Nuland est considérée comme la personne la plus véhémente pour réclamer la fourniture à Kiev de missiles de précision à longue portée en vue d’une attaque contre la Crimée en été, ce qui ne manquera pas de susciter une réaction d’une violence inédite de la part de la Russie, avec éventuellement des frappes contre les centres logistiques de Pologne, de Roumanie et d’Allemagne qui livrent les nouveaux systèmes d’armement à l’Ukraine. Il y a plusieurs façons de procéder qui rendront problématique l’invocation de l’article 5 de l’OTAN « un pour tous et tous pour un ».

Cela ne veut pas dire que les États-Unis ne préparent pas en même temps un scénario de secours au cas où les Russes se tourneraient vers le principal ennemi et non vers les exécutants européens.  La semaine dernière, un bombardier B-52 à capacité nucléaire de l’armée de l’air américaine aurait testé une attaque sur Saint-Pétersbourg.

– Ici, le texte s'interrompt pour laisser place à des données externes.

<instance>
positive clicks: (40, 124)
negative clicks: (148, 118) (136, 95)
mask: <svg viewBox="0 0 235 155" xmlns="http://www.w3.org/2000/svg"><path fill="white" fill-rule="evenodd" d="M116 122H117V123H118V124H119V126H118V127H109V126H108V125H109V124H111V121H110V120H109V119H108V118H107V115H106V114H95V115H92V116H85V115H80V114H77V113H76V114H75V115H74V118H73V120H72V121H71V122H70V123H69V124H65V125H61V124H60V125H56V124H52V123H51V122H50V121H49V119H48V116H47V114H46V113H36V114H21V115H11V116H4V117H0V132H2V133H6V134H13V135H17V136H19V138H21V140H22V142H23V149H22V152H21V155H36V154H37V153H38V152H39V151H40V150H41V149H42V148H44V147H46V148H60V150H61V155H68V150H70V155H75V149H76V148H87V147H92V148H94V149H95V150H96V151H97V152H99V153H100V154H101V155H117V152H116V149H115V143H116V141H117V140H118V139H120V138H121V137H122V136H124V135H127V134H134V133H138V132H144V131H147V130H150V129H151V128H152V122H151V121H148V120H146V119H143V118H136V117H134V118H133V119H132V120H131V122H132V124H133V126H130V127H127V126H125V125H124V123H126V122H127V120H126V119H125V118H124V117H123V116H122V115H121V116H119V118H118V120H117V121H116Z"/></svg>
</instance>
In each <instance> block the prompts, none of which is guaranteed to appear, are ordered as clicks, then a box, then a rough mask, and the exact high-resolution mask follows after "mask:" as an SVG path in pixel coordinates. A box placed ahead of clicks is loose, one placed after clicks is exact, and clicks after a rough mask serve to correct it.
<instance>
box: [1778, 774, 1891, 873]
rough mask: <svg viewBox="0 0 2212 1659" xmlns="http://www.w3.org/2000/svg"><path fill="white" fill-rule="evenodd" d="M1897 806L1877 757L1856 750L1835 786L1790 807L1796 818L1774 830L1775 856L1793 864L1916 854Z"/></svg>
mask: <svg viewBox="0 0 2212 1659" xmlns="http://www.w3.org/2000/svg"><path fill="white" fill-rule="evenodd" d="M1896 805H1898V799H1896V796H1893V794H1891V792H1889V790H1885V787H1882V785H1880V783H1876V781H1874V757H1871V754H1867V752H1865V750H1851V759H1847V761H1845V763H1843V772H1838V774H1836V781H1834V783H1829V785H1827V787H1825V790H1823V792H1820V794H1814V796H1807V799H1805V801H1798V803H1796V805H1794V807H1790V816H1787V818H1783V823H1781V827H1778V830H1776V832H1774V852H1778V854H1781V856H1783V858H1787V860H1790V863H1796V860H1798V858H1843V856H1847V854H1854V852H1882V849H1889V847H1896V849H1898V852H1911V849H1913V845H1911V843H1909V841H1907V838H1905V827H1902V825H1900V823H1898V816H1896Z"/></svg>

En conclusion, je demande à mes lecteurs européens qui sont des leaders dans les institutions financières, dans la gestion du patrimoine, dans l’industrie manufacturière, dans le transport maritime mondial, dans les universités et dans les groupes de réflexion largement respectés (d’après mon compte LinkedIn, je sais que certains d’entre vous suivent quotidiennement ces articles), je vous demande d’utiliser vos voix, en public et en privé, pour sauver l’Europe du désastre qui pourrait s’abattre sur nous dans quelques mois. Le salut ne viendra que lorsque plusieurs chefs d’État européens se joindront à Viktor Orban pour voter contre l’envoi de nouvelles armes à Kiev et pour un cessez-le-feu immédiat. Ce qu’il nous faut maintenant, ce sont des négociations de paix définitives entre Moscou et Kiev, fondées sur le principe d’une Ukraine neutre.